Perd mon temps

Today was my fifth clinical/ hospital rotation visit and today my group went to the neighborhood of Perdmontemps. In case you don't speak French, Perdmontemps means "I'm wasting my time." I have to say, it is one of the more unique town names I've come across. I only wish the translation didn't have any literal truth to it for anyone involved today.

It was a good 35 minute drive up and down and around the island to St. David's Parish. I had been prepped by my roommate and other classmates but still, first impressions were not much. We pulled up to an unassuming cement building just off the road with a sign that said Perdmontemps Health Clinic. As we entered there were at least 30 patients crammed into a small waiting room. There was small window and door on one side of the waiting room (the pharmacy) and on the other side a small divider was set up, behind it a nurse took vitals and triaged the patients. There was a make shift lab area and two examining rooms. Two other assistants helped organize the patients and there was one doctor. This was at 8:35am in the morning. When I later asked our patient if it was always this busy she said yes. She told me that she had arrived extra early this morning, much before 8am so that she could be patient #1 (and as a reward for coming early she got to see 5 medical students and hang out at the clinic for several hours instead of just a few minutes, lucky her!)

We were escorted into one of the examining rooms where our preceptor and physician, Dr. Drum came in to greet us. He gave us a brief run down on how public health care in Grenada worked and how patients were seen in their neighborhood clinics on a set day, once a week. Medical care is free but patients pay a nominal fee for prescriptions. Each neighborhood has its own clinic and the doctors rotate through different clinics much like traveling circuit pastors use to do in rural areas of the US.  He then brought us a patient, instructed her to let us ask whatever we needed to ask and left us to do our interview and exam....

And so we did. Now our patient was diabetic and hypertensive and she took medications for both. But she explained that usually when she came to the clinic (she said she came every three months for check ups) her visit was only a few minutes long, and since she was coming so early this morning she didn't take her meds or eat breakfast beforehand. Dr. Drum came back to check in on the group once but he was so busy seeing other patients that it really was just 5 medical students and our patient for over an hour. As the time passed on she started complaining of being hungry and wanting to leave and I began to wonder exactly why she should continue to let her blood sugar fall at our learning expense. (Of course, me who ALWAYS has a snack in my bag of some kind, had only water today.... And no one in my group had anything either. Our white coats are not yet the hold all bags and walking storage units that they will soon become.) Finally we were finished and our patient was threatening to walk out so I went in search of Dr. Drum on behalf of her blood sugar. Dr. Drum came back. I presented the patient. (He critqued me and I didn't fell all warm and fuzzy, but he ended up giving my 5/5 for presentation skills so I guess I did okay.) We presented our clinical findings. He made us demonstate our technique and any pathology had to be examined and appreciated by all five of us. This was not a waste of my time, but I felt complicit in a relationship that I am not sure the patient wanted to be a part of, she was clearly ready to go at this point but Dr. Drum felt that he still had teaching to do. When we finally finished and she bolted from the room we had been there for over 90 minutes.

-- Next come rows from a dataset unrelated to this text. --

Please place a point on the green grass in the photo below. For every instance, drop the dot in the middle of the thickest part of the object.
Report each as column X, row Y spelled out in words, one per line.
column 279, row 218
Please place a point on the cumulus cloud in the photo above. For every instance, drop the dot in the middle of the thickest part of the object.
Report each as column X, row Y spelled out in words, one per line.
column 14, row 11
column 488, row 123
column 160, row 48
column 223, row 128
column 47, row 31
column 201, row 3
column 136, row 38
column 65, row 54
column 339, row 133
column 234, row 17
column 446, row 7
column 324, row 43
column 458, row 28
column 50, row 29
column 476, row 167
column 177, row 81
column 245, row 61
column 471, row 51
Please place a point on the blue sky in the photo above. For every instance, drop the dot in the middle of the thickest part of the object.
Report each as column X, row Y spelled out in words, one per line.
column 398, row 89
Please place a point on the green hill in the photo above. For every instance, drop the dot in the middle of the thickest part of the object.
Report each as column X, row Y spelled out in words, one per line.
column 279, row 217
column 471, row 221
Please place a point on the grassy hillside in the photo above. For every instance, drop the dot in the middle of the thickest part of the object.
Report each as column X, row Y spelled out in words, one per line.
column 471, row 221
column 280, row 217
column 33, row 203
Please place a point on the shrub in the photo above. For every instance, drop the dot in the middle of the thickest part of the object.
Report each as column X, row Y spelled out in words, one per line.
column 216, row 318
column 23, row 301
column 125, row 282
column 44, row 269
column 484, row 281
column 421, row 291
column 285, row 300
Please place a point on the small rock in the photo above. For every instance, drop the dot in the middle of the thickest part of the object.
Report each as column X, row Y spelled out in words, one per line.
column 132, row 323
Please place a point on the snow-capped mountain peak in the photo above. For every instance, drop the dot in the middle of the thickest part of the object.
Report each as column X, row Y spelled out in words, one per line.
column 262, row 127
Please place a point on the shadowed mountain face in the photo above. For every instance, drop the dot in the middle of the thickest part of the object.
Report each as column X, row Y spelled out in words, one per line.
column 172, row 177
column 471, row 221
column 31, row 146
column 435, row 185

We (as 5 students) had seen one patient. There was a waiting room full of patients to be seen and we still had plenty of time left before the bus would be back to pick us up. A group member asked Dr. Drum if we might be able to see another patient and he replied that we should have taken more time with our given patient. (Now I think that 90 minutes is more time then we will ever get in the US healthcare system and more time than we needed. We could have subjected her an entire complete physical, instead of a focused, but to what end? She didn't even want to be examined by us. And she certainly didn't want to sit around and be reexamined again and again. I didn't ask if this wasn't a "Perdmontemps" for the patient, but I wanted to.)

I am grateful for the opportunity to see medicine at  a community level in Grenada. I am thankful to Dr. Drum for allowing medical students to come to the clinic and see patients with him. He also comes to SGU and is a preceptor in our clinical skills course so I know that he cares about students and is a physician educator. But I also feel more than just a little bad "using" patients to learn when I don't think they they really benefit from the encounter. Maybe this is something that I will have to accept and come to terms with. But as of now I am still wrestling with how to be a medical student that has something to give. I don't want to simply take.... I know that more often than not what I will have to offer is time, a listening ear... and hopefully I can be a good conversationalist for whatever time we have together.... the patient has so much to teach me. I only hope I can give something in return.